Beri jeda sebelum mencoba mengulang pemberian obat lagi dan jangan lupa memberi pujian bila akhirnya anak berhasil menelan obat. Hal lain yang perlu diperhatikan jika anak memuntahkan obat sesaat setelah meminum obat, ulangi pemberian obat dengan dosis yang sama.

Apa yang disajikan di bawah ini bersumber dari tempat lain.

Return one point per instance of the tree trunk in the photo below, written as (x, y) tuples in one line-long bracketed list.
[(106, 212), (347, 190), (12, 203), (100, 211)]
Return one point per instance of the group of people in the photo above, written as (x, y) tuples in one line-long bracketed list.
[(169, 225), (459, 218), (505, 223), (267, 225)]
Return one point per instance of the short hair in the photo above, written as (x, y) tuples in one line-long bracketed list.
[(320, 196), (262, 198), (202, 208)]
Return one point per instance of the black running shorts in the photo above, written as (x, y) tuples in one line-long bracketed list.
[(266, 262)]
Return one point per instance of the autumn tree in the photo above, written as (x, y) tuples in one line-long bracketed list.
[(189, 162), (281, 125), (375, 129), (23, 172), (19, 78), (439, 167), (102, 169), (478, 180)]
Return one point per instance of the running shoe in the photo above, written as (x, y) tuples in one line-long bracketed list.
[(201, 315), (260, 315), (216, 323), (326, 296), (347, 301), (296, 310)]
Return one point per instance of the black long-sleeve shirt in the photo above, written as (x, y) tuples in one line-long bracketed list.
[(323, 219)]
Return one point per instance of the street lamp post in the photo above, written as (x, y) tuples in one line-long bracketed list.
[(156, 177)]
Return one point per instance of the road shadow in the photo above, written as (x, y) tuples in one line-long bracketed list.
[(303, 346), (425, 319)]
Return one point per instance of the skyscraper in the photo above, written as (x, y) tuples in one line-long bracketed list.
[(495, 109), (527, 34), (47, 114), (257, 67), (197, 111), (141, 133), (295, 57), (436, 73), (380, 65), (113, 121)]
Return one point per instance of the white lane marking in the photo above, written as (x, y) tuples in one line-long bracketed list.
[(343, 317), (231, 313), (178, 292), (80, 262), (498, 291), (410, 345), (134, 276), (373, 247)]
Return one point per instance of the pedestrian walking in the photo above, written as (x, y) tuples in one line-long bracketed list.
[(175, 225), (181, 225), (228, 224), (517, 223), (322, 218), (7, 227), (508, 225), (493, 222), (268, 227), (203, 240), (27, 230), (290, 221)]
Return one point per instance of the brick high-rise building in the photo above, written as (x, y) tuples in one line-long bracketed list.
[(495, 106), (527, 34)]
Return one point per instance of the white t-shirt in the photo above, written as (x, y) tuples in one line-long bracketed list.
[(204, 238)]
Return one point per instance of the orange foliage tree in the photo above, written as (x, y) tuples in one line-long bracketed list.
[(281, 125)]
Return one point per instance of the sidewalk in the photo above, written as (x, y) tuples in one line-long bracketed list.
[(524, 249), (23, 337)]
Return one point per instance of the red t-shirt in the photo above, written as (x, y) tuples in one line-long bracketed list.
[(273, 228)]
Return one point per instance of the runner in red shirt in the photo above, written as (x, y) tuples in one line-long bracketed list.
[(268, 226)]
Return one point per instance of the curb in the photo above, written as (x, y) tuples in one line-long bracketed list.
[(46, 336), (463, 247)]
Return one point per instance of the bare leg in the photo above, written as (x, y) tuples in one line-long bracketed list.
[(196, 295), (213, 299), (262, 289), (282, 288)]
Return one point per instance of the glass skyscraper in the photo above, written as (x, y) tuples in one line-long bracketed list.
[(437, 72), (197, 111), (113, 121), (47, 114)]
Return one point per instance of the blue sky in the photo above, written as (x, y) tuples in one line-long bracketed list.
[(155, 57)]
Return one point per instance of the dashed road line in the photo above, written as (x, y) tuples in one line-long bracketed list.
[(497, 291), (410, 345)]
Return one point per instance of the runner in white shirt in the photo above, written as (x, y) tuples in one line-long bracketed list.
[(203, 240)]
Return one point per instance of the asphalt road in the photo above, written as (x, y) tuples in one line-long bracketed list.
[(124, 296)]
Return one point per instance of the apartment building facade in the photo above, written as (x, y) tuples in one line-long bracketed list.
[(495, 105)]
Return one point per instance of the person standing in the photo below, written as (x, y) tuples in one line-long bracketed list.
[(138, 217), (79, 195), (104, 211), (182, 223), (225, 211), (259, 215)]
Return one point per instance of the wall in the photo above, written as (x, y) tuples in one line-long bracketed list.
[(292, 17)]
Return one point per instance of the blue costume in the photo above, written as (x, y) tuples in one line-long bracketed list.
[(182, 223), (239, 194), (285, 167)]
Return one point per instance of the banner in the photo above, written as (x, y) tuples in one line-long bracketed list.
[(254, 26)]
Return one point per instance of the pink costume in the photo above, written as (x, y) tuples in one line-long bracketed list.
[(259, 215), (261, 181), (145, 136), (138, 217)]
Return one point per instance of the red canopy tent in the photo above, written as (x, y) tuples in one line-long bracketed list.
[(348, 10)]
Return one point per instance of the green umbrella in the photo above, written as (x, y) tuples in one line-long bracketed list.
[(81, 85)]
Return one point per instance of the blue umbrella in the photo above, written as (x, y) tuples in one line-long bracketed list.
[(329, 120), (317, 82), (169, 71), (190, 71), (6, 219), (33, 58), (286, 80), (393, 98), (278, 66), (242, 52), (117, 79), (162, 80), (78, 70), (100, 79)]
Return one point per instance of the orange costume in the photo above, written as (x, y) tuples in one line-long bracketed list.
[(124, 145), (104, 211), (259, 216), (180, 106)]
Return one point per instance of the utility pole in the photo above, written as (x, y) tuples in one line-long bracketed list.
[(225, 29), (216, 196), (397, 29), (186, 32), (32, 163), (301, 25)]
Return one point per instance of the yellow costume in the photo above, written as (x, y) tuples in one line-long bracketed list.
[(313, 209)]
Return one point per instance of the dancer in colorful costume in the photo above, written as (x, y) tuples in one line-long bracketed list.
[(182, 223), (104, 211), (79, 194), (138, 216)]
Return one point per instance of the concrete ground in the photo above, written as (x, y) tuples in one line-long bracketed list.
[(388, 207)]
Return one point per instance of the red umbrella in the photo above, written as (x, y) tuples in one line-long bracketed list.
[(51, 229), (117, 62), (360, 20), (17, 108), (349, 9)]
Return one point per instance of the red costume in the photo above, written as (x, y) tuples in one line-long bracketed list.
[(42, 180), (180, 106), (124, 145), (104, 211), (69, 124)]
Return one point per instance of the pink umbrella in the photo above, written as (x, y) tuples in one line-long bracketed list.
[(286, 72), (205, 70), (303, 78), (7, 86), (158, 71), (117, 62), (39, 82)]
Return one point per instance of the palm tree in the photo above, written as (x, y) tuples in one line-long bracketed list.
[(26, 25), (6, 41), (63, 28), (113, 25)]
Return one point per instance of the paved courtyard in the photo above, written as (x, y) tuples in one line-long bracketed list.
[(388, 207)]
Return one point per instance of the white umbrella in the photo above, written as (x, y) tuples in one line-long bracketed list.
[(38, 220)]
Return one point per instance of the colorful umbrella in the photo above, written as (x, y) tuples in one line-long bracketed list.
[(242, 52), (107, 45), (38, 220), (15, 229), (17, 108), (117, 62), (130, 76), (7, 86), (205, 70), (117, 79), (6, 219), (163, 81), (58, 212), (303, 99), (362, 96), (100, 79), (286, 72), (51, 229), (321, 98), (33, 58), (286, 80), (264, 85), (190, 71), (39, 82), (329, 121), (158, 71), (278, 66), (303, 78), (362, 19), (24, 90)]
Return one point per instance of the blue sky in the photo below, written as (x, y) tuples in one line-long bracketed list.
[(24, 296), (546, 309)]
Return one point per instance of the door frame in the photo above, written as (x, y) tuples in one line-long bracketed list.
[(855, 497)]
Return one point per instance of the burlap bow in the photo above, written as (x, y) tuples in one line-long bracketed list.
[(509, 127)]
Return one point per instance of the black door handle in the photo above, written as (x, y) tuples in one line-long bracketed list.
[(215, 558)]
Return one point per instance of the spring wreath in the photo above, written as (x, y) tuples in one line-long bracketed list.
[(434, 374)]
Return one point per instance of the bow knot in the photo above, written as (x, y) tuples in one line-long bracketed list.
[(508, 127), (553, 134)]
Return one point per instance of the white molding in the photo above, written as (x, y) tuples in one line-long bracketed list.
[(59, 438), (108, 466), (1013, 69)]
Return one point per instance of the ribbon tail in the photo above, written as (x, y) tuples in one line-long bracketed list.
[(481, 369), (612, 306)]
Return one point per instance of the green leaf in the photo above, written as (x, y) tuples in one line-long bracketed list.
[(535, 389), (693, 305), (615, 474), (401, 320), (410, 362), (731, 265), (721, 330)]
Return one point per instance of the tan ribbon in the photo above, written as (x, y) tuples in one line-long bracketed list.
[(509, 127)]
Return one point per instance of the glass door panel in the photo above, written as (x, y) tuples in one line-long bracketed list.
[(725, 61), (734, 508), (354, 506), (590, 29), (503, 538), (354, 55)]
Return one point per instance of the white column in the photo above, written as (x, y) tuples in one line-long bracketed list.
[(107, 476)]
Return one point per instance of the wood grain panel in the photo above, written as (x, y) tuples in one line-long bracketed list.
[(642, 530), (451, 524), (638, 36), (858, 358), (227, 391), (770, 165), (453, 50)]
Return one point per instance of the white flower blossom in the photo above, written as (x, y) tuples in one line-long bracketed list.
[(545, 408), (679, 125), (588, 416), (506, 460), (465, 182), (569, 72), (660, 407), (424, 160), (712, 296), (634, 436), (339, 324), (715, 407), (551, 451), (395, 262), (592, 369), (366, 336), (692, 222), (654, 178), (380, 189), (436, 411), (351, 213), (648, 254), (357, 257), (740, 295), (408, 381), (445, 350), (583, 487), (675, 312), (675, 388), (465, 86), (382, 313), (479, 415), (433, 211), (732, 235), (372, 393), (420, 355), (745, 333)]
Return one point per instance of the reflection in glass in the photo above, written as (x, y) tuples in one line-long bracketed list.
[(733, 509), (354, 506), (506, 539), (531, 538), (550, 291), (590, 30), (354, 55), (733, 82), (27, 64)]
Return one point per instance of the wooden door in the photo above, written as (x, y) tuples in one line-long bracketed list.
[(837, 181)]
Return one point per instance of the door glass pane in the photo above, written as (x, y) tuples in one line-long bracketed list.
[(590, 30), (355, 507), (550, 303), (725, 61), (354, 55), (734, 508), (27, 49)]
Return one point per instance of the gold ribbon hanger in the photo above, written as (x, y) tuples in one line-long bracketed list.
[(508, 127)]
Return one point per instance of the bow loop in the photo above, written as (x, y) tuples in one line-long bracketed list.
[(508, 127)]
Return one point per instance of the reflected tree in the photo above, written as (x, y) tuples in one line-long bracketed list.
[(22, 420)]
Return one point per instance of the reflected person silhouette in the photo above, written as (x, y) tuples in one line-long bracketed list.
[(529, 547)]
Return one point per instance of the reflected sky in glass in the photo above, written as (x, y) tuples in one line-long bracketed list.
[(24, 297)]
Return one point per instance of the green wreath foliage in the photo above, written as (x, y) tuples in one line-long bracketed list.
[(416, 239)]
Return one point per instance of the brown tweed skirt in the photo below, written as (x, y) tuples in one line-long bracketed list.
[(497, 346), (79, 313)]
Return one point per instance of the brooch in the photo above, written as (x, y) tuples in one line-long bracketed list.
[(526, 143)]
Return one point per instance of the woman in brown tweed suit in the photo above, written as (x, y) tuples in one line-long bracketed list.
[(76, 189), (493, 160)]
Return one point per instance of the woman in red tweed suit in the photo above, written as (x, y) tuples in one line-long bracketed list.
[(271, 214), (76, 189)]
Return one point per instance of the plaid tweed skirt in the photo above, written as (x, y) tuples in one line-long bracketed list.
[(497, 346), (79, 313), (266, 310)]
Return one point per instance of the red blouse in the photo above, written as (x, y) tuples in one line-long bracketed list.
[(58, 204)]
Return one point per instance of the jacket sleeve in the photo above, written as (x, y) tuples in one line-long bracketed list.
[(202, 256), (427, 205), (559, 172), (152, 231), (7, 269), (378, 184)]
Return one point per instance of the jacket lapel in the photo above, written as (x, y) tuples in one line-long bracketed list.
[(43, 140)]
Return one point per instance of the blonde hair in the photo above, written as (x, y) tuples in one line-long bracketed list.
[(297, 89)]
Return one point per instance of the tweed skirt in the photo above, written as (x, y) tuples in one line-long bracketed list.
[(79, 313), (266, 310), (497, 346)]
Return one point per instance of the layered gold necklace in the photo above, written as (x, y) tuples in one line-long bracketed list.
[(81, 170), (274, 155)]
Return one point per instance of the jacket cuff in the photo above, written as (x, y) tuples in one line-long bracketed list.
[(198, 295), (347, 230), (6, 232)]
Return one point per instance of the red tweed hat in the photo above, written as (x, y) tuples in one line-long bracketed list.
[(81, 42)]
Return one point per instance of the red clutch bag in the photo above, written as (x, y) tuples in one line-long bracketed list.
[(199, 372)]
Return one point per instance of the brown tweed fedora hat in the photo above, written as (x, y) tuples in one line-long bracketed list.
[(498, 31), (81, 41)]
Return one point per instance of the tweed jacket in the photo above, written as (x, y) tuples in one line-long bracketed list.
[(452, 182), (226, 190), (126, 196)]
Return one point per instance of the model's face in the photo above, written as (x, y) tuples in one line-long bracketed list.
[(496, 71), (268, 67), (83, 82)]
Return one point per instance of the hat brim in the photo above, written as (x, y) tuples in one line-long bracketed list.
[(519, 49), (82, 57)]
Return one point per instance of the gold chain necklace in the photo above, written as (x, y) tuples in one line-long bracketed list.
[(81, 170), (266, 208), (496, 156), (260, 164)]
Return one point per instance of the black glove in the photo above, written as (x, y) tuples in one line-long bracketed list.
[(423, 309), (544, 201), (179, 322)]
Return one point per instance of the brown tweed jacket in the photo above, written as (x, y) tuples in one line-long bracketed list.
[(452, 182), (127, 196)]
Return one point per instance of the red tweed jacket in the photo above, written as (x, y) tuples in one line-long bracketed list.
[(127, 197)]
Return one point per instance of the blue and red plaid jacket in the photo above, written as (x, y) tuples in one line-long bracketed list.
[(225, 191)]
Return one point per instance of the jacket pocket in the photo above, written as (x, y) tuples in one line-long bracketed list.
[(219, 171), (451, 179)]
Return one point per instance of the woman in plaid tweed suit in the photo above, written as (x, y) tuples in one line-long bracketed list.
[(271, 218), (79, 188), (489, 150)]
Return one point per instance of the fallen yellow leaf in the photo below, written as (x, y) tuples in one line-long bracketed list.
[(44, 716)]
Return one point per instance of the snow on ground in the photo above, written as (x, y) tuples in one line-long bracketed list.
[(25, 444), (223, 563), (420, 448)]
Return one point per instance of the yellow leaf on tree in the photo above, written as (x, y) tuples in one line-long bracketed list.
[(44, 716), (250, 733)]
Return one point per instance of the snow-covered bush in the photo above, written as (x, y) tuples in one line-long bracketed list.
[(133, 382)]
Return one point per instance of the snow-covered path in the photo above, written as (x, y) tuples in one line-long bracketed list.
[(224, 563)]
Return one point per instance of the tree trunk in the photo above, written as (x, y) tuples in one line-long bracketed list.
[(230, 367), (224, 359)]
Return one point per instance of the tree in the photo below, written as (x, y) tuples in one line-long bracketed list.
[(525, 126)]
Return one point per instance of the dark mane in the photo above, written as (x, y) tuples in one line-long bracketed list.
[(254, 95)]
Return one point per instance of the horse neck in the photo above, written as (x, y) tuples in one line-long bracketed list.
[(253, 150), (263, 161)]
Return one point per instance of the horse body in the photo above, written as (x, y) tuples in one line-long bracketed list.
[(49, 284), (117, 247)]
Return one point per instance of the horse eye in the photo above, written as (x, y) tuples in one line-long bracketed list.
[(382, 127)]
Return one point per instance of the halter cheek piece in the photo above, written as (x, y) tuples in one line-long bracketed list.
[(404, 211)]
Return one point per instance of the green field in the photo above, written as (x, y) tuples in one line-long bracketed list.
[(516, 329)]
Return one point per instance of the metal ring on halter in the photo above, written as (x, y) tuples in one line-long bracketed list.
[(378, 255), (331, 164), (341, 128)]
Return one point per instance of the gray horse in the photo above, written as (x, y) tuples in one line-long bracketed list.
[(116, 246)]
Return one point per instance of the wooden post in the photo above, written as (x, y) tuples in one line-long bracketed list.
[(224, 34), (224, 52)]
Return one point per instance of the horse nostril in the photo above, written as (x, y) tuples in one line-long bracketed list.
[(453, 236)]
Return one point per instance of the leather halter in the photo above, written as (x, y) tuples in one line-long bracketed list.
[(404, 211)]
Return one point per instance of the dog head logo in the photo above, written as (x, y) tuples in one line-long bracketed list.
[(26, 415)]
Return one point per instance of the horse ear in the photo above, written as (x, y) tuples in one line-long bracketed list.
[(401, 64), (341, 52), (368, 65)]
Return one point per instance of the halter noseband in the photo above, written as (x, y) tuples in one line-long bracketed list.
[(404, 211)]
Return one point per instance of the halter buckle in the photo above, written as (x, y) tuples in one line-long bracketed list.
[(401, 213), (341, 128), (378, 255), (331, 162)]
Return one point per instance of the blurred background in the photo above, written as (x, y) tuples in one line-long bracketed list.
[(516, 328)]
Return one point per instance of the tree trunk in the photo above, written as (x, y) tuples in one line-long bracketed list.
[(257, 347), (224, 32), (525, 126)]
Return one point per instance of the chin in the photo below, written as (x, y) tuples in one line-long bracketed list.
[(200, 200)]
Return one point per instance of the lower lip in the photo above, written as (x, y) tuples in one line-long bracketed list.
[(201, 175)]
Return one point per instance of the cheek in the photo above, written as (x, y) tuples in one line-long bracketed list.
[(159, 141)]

Namun, jika muntah setelah lebih dari setengah jam, tidak perlu diulangi. Cukup lanjutkan pola pemberian obat pada waktu pemberian obat berikutnya. Sebab, menurut Dr Yahdiana Harahap MS Apt dari Farmasi UI, jika obat sudah masuk ke dalam tubuh kemungkinan sudah ada bagian obat yang terserap tubuh dan masuk peredaran darah. "Jadi tidak perlu diulangi lagi," katanya.
Sementara itu, psikolog Sri Sulistianti Psi atau yang akrab disapa Yanti mengemukakan,situasi yang kondusif dan menyenangkan diperlukan saat menemani anak minum obat. "Kondisikan situasi yang tidak mengancam, artinya tidak ada ancaman atau paksaan. Kadang orangtua juga panik ketika anaknya sakit sehingga tanpa sadar memaksa anak minum obat," ujarnya.
Dalam mengajarkan anak minum obat, Yanti menyebutkan, hal terpenting adalah penanaman pemahaman dan motivasi tentang mengapa si anak harus minum obat? Berilah penjelasan dengan bahasa sederhana bahwa obat-obatan bisa membantu menyembuhkan penyakit.
Toh, mereka juga merasakan sendiri bahwa ketika demam misalnya, badan terasa panas dan tidak enak, tidur tidak nyenyak, makan pun tidak nikmat. Nah, dengan begitu anak jadi termotivasi, bahwa kalau ingin sembuh, bobo nyenyak dan makan enak, virus penyebab penyakit harus dienyahkan dengan cara minum obat.
"Motivasi boleh saja dilakukan melalui 'iming-iming' sederhana. Misalkan, kalau sudah sembuh, adek boleh ikut mama jalan-jalan," saranYanti.
Ia menambahkan, kondisi fisik anak turut menentukan sulit dan tidaknya membujuk anak minum obat. Yanti mengungkapkan, berdasarkan pengalaman, paling sulit membujuk anak kalau dalam kondisi sakit atau demam, di mana badan juga terasa tidak enak.
"Biasanya anak rewel atau maunya tidur saja. Beda dengan kalau batuk pilek biasa," sebut dia.
Masih kesulitan membujuk dan mengajari anak dengan katakata? Cobalah menggunakan media yang disenangi anak, seperti yang dilakukan Siti.
Warga Bogor yang sehari-hari bekerja di RSCM Jakarta ini mencoba pendekatan dengan pola bercerita melalui buku-buku. Cari buku-buku yang menceritakan tantang anak yang sakit dan harus minum obat. "Kemukakan penyebabnya apa? Misalkan garagara malas cuci tangan sih.Dengan begitu, anak juga jadi tahu bahwa cuci tangan itu penting," ungkapnya.